The United Arab Emirates signed a $1.9-billion deal with a state mining company in DR Congo to develop at least four mines in the African country's turbulent east, the Congolese presidency said Monday.
Congolese President Felix Tshisekedi's office stated on Monday evening that an Emirati government delegation had signed a partnership worth $1.9 billion with Societe Aurifere du Kivu et du Maniema (Sakima) in the capital Kinshasa.
The deal would see the "construction of more than 4 industrial mines" in the provinces of South Kivu and Maniema, according to the statement.
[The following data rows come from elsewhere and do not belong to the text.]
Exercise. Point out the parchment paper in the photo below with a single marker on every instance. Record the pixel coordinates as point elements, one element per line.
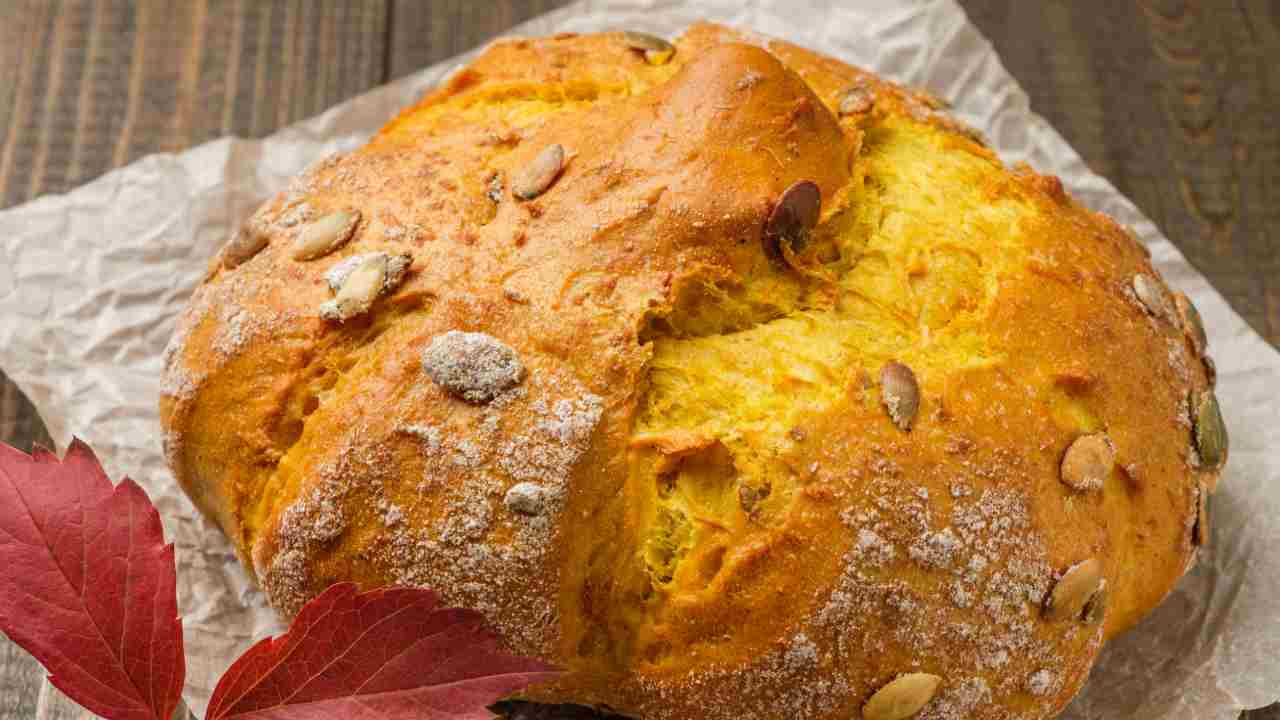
<point>92,281</point>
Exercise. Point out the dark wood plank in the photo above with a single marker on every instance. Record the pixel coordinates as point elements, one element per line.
<point>1173,100</point>
<point>423,33</point>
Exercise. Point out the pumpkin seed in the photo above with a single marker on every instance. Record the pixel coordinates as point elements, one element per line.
<point>1192,323</point>
<point>856,100</point>
<point>396,268</point>
<point>903,697</point>
<point>1210,370</point>
<point>1074,589</point>
<point>657,51</point>
<point>796,212</point>
<point>1151,295</point>
<point>1096,609</point>
<point>325,235</point>
<point>1211,440</point>
<point>900,393</point>
<point>539,173</point>
<point>1088,461</point>
<point>251,238</point>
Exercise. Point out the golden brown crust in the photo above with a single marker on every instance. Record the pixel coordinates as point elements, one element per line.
<point>663,459</point>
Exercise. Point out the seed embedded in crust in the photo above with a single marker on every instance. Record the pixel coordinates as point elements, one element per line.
<point>900,393</point>
<point>1192,323</point>
<point>1210,370</point>
<point>397,265</point>
<point>1211,440</point>
<point>657,51</point>
<point>1074,589</point>
<point>1151,295</point>
<point>903,697</point>
<point>539,173</point>
<point>1088,461</point>
<point>526,499</point>
<point>796,212</point>
<point>325,235</point>
<point>856,100</point>
<point>248,241</point>
<point>359,290</point>
<point>475,367</point>
<point>1096,609</point>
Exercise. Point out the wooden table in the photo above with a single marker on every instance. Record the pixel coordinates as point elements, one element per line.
<point>1173,100</point>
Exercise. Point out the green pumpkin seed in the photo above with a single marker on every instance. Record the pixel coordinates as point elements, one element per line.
<point>1211,440</point>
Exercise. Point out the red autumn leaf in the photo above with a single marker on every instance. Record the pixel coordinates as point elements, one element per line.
<point>87,584</point>
<point>387,654</point>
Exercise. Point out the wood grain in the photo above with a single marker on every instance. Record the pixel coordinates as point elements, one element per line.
<point>1173,100</point>
<point>425,33</point>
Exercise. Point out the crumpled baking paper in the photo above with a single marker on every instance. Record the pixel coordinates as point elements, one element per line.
<point>92,281</point>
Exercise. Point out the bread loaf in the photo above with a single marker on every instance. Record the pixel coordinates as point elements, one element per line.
<point>734,379</point>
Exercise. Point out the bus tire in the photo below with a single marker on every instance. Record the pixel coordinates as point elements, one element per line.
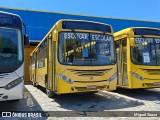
<point>49,93</point>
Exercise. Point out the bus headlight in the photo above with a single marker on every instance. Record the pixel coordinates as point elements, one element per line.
<point>112,77</point>
<point>137,76</point>
<point>13,83</point>
<point>66,79</point>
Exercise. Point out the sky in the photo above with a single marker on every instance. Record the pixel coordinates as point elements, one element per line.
<point>125,9</point>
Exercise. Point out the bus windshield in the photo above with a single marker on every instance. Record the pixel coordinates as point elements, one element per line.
<point>10,49</point>
<point>146,51</point>
<point>85,49</point>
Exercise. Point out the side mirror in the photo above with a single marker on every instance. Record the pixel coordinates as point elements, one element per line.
<point>26,40</point>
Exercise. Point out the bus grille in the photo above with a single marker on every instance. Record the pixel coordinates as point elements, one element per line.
<point>2,75</point>
<point>90,72</point>
<point>152,72</point>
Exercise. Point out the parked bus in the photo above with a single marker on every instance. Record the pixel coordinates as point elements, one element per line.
<point>138,57</point>
<point>11,57</point>
<point>75,56</point>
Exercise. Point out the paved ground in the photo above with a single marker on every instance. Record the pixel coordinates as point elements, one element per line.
<point>35,99</point>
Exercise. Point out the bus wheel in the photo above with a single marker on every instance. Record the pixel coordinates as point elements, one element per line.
<point>49,93</point>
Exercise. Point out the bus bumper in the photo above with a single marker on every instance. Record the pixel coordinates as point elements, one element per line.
<point>86,87</point>
<point>12,94</point>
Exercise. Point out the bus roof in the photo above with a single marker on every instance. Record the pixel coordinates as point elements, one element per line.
<point>45,11</point>
<point>127,30</point>
<point>55,25</point>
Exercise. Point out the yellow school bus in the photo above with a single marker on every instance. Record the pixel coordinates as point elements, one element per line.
<point>75,56</point>
<point>138,57</point>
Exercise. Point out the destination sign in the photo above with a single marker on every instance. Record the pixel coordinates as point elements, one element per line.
<point>85,36</point>
<point>100,37</point>
<point>141,40</point>
<point>80,36</point>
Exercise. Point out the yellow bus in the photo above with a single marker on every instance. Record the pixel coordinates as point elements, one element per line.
<point>138,57</point>
<point>75,56</point>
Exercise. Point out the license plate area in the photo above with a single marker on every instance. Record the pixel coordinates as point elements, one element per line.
<point>92,87</point>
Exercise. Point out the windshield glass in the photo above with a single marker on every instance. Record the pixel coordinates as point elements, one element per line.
<point>10,49</point>
<point>146,51</point>
<point>86,49</point>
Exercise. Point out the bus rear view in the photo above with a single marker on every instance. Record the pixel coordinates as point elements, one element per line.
<point>138,57</point>
<point>11,57</point>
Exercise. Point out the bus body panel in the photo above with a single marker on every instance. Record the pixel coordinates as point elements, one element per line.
<point>15,92</point>
<point>12,57</point>
<point>53,71</point>
<point>149,74</point>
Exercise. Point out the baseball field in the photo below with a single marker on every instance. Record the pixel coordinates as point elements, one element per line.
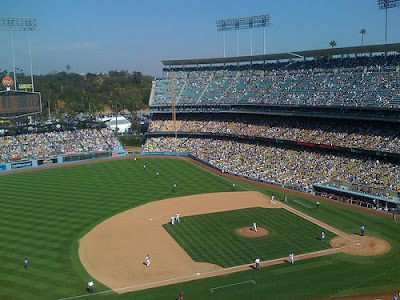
<point>99,220</point>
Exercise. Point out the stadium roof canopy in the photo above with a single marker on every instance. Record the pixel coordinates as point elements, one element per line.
<point>329,52</point>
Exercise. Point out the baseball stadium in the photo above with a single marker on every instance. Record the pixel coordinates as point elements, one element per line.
<point>290,159</point>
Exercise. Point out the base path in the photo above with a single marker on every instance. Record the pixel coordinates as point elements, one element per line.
<point>114,251</point>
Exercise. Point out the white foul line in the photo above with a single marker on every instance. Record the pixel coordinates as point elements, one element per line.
<point>233,284</point>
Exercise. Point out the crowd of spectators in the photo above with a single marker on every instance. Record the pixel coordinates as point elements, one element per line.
<point>350,134</point>
<point>296,168</point>
<point>358,82</point>
<point>39,145</point>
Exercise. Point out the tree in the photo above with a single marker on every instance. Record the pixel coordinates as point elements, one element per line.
<point>363,32</point>
<point>84,96</point>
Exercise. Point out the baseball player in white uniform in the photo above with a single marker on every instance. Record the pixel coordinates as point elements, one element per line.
<point>291,258</point>
<point>255,226</point>
<point>257,262</point>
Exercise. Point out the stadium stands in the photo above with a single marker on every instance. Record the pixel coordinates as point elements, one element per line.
<point>38,145</point>
<point>376,136</point>
<point>295,168</point>
<point>348,82</point>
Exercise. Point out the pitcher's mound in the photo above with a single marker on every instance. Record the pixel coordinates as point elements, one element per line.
<point>249,232</point>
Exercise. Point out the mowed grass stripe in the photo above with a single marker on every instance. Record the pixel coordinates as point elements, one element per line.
<point>212,238</point>
<point>45,212</point>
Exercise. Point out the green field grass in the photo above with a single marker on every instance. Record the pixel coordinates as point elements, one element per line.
<point>200,236</point>
<point>43,214</point>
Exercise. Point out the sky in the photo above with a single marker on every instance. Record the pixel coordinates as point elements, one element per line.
<point>135,35</point>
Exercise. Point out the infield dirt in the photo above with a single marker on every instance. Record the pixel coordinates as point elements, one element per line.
<point>114,251</point>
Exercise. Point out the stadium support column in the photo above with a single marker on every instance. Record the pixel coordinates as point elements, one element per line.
<point>12,49</point>
<point>237,43</point>
<point>30,60</point>
<point>251,42</point>
<point>223,37</point>
<point>171,77</point>
<point>264,41</point>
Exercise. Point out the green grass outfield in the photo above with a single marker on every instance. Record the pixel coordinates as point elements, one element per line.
<point>43,214</point>
<point>200,236</point>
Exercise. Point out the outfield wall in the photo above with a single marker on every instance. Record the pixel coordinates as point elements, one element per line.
<point>60,160</point>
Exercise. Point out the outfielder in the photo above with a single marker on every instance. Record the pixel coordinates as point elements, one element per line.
<point>257,262</point>
<point>147,260</point>
<point>255,226</point>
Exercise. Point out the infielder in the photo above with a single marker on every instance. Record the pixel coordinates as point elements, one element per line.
<point>257,262</point>
<point>26,264</point>
<point>255,226</point>
<point>147,260</point>
<point>90,286</point>
<point>291,258</point>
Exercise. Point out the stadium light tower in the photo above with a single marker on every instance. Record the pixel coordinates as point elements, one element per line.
<point>19,24</point>
<point>386,4</point>
<point>244,23</point>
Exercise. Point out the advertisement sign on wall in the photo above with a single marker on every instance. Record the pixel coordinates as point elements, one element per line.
<point>21,165</point>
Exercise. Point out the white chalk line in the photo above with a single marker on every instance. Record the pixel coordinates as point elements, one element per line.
<point>179,279</point>
<point>229,285</point>
<point>298,202</point>
<point>215,271</point>
<point>362,282</point>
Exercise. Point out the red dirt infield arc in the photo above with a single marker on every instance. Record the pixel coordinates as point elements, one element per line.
<point>114,251</point>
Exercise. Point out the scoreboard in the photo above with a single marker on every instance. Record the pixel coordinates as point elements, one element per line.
<point>19,103</point>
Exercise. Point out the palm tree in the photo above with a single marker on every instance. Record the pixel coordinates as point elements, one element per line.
<point>363,32</point>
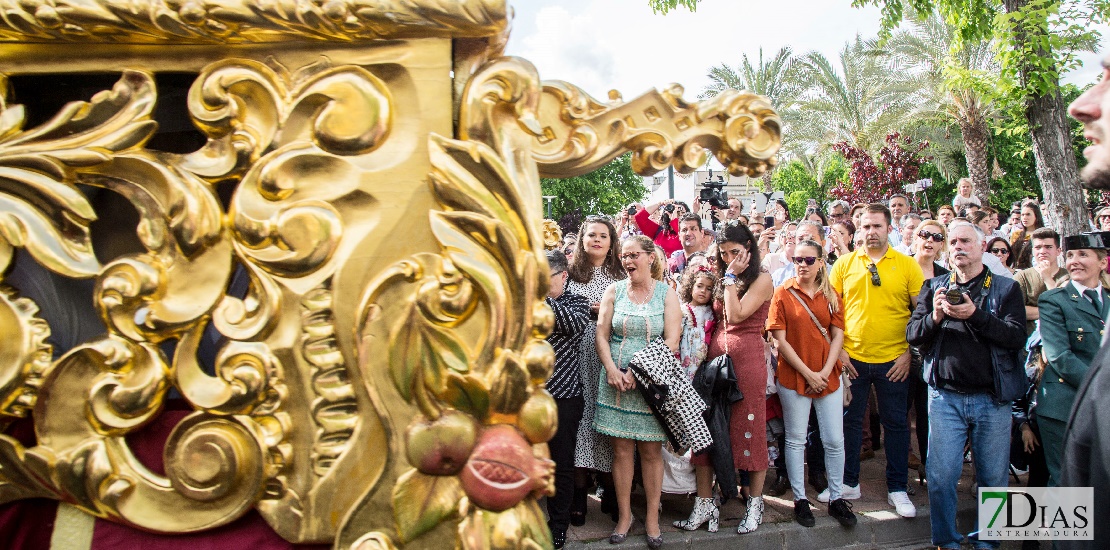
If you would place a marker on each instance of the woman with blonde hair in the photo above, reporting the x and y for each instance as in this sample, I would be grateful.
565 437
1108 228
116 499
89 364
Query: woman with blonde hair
930 243
807 322
634 312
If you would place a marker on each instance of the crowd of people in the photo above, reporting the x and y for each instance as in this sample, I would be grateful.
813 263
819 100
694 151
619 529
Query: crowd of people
844 323
833 321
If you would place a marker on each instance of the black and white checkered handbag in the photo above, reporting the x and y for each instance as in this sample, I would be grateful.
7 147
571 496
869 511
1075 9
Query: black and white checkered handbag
682 408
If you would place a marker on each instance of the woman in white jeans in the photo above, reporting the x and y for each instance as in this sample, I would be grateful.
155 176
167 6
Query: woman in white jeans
807 322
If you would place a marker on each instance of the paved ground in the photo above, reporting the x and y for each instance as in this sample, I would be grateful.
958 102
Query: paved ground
879 527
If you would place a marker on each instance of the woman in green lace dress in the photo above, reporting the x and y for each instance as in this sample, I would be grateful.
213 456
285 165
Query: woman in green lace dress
634 312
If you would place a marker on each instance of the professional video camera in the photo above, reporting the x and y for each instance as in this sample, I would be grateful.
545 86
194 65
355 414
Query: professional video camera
713 192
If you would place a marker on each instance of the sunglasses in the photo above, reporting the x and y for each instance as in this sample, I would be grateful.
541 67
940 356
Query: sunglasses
875 275
929 235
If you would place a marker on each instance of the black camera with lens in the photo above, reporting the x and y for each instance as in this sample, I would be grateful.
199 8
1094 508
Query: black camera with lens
954 296
714 193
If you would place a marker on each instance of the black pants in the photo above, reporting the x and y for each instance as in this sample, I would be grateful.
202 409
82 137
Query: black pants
918 401
562 449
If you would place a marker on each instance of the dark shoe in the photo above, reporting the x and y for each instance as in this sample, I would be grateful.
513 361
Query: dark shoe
578 508
618 538
609 503
558 538
779 487
818 481
803 515
840 510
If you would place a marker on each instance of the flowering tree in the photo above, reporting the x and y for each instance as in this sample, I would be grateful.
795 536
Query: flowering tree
899 163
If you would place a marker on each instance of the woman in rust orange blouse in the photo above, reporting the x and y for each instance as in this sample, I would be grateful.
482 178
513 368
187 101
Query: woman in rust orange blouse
807 322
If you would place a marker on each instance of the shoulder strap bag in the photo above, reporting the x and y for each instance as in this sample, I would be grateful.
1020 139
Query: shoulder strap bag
845 380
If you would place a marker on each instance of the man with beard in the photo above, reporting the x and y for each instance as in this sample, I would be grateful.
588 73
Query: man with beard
1045 275
970 340
692 239
879 288
1086 460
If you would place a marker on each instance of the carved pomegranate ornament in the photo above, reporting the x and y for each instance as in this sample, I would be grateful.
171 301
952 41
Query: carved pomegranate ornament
502 470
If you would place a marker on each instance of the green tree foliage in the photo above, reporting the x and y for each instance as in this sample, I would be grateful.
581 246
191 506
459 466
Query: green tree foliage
1037 42
603 191
663 7
808 178
856 98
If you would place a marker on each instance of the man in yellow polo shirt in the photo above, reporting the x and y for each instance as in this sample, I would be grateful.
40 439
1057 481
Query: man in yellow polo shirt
879 288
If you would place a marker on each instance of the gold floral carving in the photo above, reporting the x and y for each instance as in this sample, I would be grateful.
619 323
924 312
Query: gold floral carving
357 328
246 21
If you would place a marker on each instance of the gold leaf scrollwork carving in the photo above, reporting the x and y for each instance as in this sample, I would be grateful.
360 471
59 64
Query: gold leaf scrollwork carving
27 355
244 21
41 208
581 133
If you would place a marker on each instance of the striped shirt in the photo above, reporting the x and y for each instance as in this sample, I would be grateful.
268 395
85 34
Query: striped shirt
572 317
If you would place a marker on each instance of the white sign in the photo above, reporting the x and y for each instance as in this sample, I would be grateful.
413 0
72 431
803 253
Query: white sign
1036 512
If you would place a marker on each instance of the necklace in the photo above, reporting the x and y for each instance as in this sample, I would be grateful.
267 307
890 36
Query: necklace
636 296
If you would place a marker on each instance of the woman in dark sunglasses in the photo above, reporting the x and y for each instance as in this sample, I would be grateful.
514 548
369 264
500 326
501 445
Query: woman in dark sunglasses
806 319
1001 249
929 246
930 242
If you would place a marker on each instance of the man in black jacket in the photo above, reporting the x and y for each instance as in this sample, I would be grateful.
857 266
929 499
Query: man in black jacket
970 327
1086 460
572 317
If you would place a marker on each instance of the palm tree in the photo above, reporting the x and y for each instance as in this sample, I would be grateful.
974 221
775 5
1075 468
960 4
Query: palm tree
857 100
955 79
776 79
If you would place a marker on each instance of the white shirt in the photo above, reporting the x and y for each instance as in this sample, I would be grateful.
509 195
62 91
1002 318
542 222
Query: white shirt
996 266
1082 289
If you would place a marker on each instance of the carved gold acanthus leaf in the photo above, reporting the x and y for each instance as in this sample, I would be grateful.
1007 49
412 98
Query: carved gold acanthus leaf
579 133
246 21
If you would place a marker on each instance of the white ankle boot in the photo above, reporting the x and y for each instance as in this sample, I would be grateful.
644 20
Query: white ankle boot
704 510
753 516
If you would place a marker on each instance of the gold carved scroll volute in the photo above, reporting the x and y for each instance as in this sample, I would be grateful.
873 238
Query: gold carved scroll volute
339 289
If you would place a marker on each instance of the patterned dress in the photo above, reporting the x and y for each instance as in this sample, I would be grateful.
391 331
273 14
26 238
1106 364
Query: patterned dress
697 327
591 451
625 413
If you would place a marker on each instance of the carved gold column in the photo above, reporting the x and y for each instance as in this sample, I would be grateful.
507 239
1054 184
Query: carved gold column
380 383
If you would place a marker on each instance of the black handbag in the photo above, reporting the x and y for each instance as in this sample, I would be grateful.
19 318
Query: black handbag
655 395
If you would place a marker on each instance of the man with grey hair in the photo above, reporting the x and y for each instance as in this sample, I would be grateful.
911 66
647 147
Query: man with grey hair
838 211
970 328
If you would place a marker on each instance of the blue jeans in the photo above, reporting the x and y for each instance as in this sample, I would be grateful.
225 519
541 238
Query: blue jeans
796 419
892 411
952 419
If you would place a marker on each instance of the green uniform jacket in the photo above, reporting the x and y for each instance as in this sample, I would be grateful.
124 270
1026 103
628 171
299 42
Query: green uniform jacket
1071 330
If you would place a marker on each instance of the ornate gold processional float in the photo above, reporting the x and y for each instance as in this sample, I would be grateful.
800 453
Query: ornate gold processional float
371 170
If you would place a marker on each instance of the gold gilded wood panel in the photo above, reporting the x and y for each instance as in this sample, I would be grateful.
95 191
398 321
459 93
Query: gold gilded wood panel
357 327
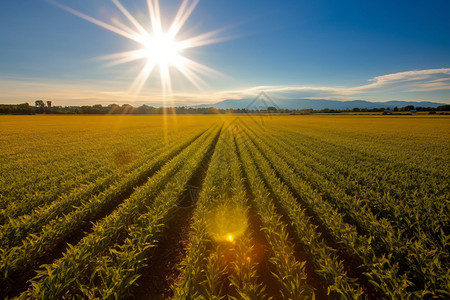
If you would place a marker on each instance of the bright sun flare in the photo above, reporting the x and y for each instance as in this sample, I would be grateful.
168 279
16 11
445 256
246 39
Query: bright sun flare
158 48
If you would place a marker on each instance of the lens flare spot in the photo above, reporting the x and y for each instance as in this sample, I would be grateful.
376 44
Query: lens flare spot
226 223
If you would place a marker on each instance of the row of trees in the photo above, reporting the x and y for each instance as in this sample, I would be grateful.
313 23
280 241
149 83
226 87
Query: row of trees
42 107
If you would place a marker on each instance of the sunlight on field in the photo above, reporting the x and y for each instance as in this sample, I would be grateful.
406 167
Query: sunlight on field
257 188
226 223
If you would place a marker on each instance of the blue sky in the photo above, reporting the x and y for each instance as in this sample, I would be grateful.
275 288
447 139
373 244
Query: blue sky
346 50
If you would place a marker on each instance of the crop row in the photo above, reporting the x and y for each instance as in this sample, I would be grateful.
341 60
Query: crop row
19 258
84 261
426 271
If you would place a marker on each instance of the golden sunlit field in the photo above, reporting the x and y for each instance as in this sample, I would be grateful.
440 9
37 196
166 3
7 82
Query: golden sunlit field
225 206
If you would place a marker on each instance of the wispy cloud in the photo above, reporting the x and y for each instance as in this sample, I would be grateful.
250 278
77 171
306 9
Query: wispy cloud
403 82
406 84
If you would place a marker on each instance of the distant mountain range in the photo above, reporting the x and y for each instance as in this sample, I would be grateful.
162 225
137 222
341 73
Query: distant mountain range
260 104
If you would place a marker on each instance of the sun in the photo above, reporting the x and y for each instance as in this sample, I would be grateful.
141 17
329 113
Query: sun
158 48
162 49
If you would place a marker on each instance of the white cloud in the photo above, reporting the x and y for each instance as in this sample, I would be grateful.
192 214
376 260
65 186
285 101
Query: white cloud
404 84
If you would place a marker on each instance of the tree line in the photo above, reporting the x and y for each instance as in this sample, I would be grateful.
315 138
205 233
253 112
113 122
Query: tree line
47 107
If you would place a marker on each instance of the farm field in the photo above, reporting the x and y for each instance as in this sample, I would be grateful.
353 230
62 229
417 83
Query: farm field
225 206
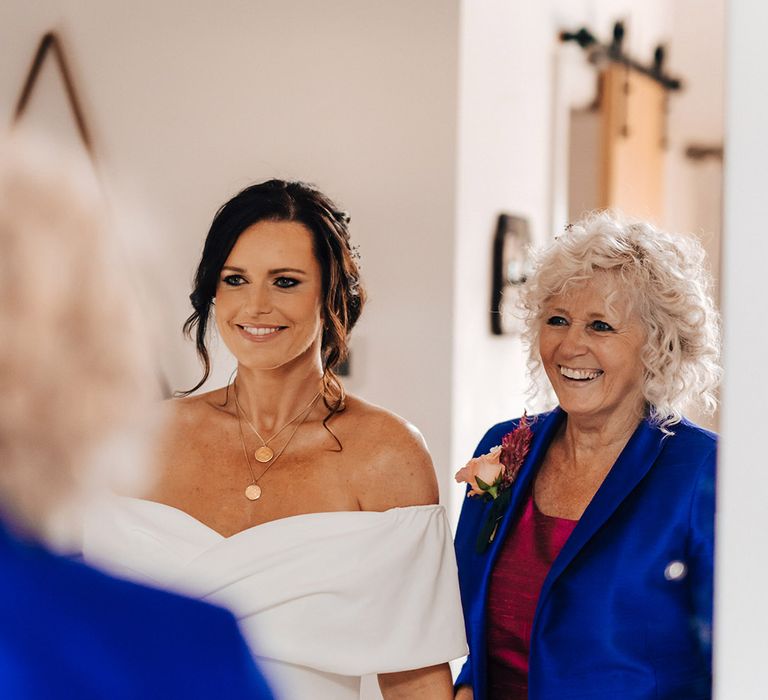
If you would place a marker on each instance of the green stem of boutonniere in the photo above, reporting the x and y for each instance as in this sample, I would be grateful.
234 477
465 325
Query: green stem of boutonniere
491 525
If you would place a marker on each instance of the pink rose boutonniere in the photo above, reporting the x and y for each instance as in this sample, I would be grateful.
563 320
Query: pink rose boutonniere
491 475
Congolese parastatal Sakima has mining concessions containing tin, tantalum, tungsten and gold in the volatile east of the country.
The statement gave no other details about the deal, including the type of minerals that would be extracted.
Government spokesmen were not immediately available for comment.
The new deal comes after the DRC signed a 25-year contract in December with UAE firm Primera Group over export rights for some artisanally mined ores.
The contract awarded Primera Group a majority stake in two joint ventures, Primera Gold and Primera Metals.
Primera Gold and Primera Metals received preferential export rates for artisanally mined gold, and artisanally mined coltan and tin, tantalum and tungsten — the so-called 3T metals — respectively.
The DRC has touted the initiative as way to undercut mineral smugglers and guarantee a better livelihood for informal miners.
Militias have plagued eastern DRC for decades, sustained in part though trading illicit minerals.
Primera Gold began operations in South Kivu province in January, and by May had shipped one tonne of certified gold, according to the Congolese finance ministry.